Skinner states, that if our goal is to predict the future climate 50 or 100 years out, then “arguably we must do so within a conceptual framework that augments the notion of climate sensitivity as a straightforward linear calibration of climate gain, with the possibility of nonlinear feedbacks and irreversible transitions in the climate system.” Skinner concludes: “The latter ability, or Earth system "resilience," would be viewed as an emergent and evolving property of the climate system, rather than as a constant.” Sensitivity is beginning to look like that old engineer's joke: Fudge's Variable Constant.

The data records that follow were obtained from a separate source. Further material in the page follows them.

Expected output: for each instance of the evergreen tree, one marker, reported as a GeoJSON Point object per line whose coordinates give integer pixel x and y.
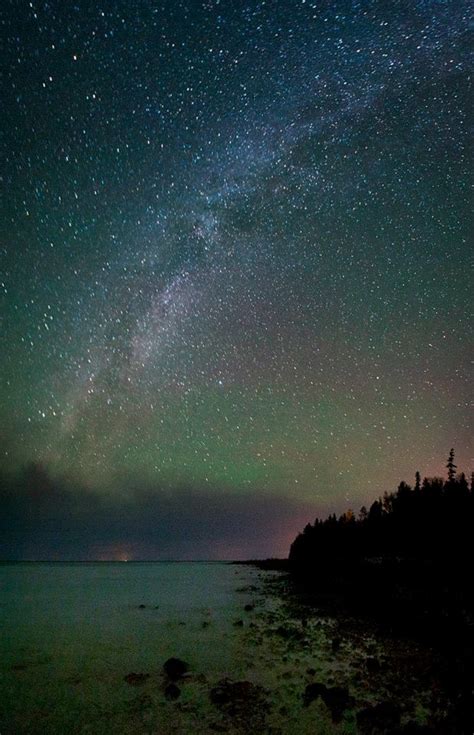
{"type": "Point", "coordinates": [451, 467]}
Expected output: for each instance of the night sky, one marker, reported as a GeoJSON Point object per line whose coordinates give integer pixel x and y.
{"type": "Point", "coordinates": [234, 256]}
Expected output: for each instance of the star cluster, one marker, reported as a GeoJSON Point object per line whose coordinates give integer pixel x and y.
{"type": "Point", "coordinates": [234, 244]}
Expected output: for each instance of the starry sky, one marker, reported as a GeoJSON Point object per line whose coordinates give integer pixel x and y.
{"type": "Point", "coordinates": [234, 252]}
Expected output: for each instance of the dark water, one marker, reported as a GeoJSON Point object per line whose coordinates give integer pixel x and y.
{"type": "Point", "coordinates": [71, 632]}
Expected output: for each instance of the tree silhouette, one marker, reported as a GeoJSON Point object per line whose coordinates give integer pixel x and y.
{"type": "Point", "coordinates": [451, 467]}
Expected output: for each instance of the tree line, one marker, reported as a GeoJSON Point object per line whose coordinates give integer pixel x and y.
{"type": "Point", "coordinates": [433, 519]}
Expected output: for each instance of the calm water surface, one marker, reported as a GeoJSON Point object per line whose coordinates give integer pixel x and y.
{"type": "Point", "coordinates": [71, 632]}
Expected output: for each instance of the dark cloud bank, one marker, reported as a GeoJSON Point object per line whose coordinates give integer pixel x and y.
{"type": "Point", "coordinates": [43, 518]}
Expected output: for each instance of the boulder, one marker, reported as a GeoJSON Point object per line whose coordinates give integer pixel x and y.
{"type": "Point", "coordinates": [336, 699]}
{"type": "Point", "coordinates": [175, 668]}
{"type": "Point", "coordinates": [136, 680]}
{"type": "Point", "coordinates": [378, 719]}
{"type": "Point", "coordinates": [172, 692]}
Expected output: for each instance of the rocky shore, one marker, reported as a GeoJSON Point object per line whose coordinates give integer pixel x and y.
{"type": "Point", "coordinates": [308, 671]}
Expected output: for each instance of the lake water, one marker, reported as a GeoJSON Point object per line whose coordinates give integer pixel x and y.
{"type": "Point", "coordinates": [71, 632]}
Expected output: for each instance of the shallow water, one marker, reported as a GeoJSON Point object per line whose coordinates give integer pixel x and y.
{"type": "Point", "coordinates": [71, 632]}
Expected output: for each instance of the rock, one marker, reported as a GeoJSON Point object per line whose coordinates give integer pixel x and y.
{"type": "Point", "coordinates": [136, 680]}
{"type": "Point", "coordinates": [336, 699]}
{"type": "Point", "coordinates": [175, 668]}
{"type": "Point", "coordinates": [312, 692]}
{"type": "Point", "coordinates": [289, 633]}
{"type": "Point", "coordinates": [373, 665]}
{"type": "Point", "coordinates": [378, 719]}
{"type": "Point", "coordinates": [172, 692]}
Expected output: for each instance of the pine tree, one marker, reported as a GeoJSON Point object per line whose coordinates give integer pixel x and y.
{"type": "Point", "coordinates": [451, 467]}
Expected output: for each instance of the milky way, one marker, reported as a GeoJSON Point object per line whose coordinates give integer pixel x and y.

When it comes to Earth's climate, new factors are constantly being discovered. A new, and as of yet unidentified chemical substance is involved in driving sulfuric acid formation over forests, making all cloud formation models obsolete. A more direct example of how changing climate can change the climate system's response is the discovery that absorption of CO2 has more than doubled over the past half century. These, and other discoveries indicate that a more general measure of the Earth system's ability to maintain its prevailing state when subject to forcings is required.
As we said in The Resilient Earth, the complexity of Earth's climate system far exceeds current day climate science's abilities to understand. Basing future predictions on CO2 by trying to capture the planet's climate response in a single value called “sensitivity” is a feeble attempt to explain climate change by an immature science. What is needed is more sense about climate sensitivity, for clearly, trying to find a single value to explain climate change is a fool's game.
Be safe, enjoy the interglacial and stay skeptical.